View solution in original post

Martin L · ‎04-22-2020

Yes, if the router allows such traffic to pass thru. The reason for Vlans is to keep traffic within vlan domain unless you want to cross over to other vlans or Hosts/Serves or Internet; PC1 in vlan 10 should be able to connect to others in same vlan without any help; just L2 switch or switches with access ports in vlan 10; You can use trunk line to connect another switch with vlan 10. For example, Traffic moves from PC1 in vlan 10 connected to sw1, then over trunk line to sw2 then ending at ServerX who is in vlan 10. But, PC2 in vlan 20 would not be able to communicate with ServerX in different vlan without a help. Such help can be in 2 forms: Router or L3 switch. Router will use sub-interfaces in so called Router-On-A-Stick to do routing between vlans; or L3 switches can be used with a help of SVI.

Another Idea (reason) for vlans is to limited Broadcast traffic. Normally, such traffic would stay inside a vlan x and not cross over to vlan y. Routers will stop B-cast traffic.

Regards, ML
**Please Rate All Helpful Responses **

sts1983 · ‎04-23-2020

Thank you for quick reply.

I am trying to find solutions for real system. In this system, there are 15 IP cameras and they are spread over wide area. Cameras are connected with radio links and just regular switches (without any logic) in between. Radio Links are mostly connected in chains. There are more end users who are watching those IP cameras, and some cameras are watched more than once and not on the sam place.

That is problem...I have divided IP cameras into different VLAN(arround 5 VLANs) by some logic. I would use switch L2 and router.
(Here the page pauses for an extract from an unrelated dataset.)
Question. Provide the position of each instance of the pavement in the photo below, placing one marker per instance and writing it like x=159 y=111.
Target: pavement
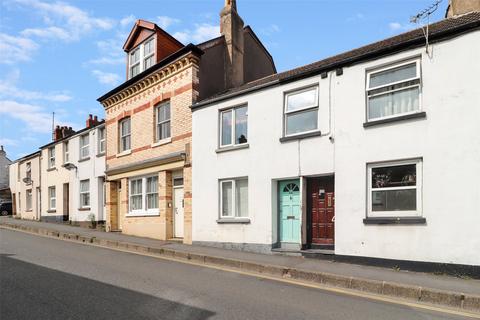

I am asking how to when I bring IP traffic to the routers port(router on a stick) with for an example 3 VLANs, how to translate that traffic to another port on router where I can connect PC that has app for watching those cameras?

Georg Pauwen · ‎04-23-2020

Hello,

by default, if your use router-on-a-stick, all configured subinterfaces and all configured other interfaces on the router can communicate. So it does not really matter where the PC you use to monitor the IP camera traffc with is connected to. As long as there is IP connectivity, everything should be visible.

sts1983 · ‎04-23-2020

Thank you for reply.

So if I understood correctly, from SW1 comes VLAN 10 and from SW2 comes VLAN 20 to router port G0/0. I make router on a stick with

G0/0.10 and G0/0.20 and those VLAN are connected.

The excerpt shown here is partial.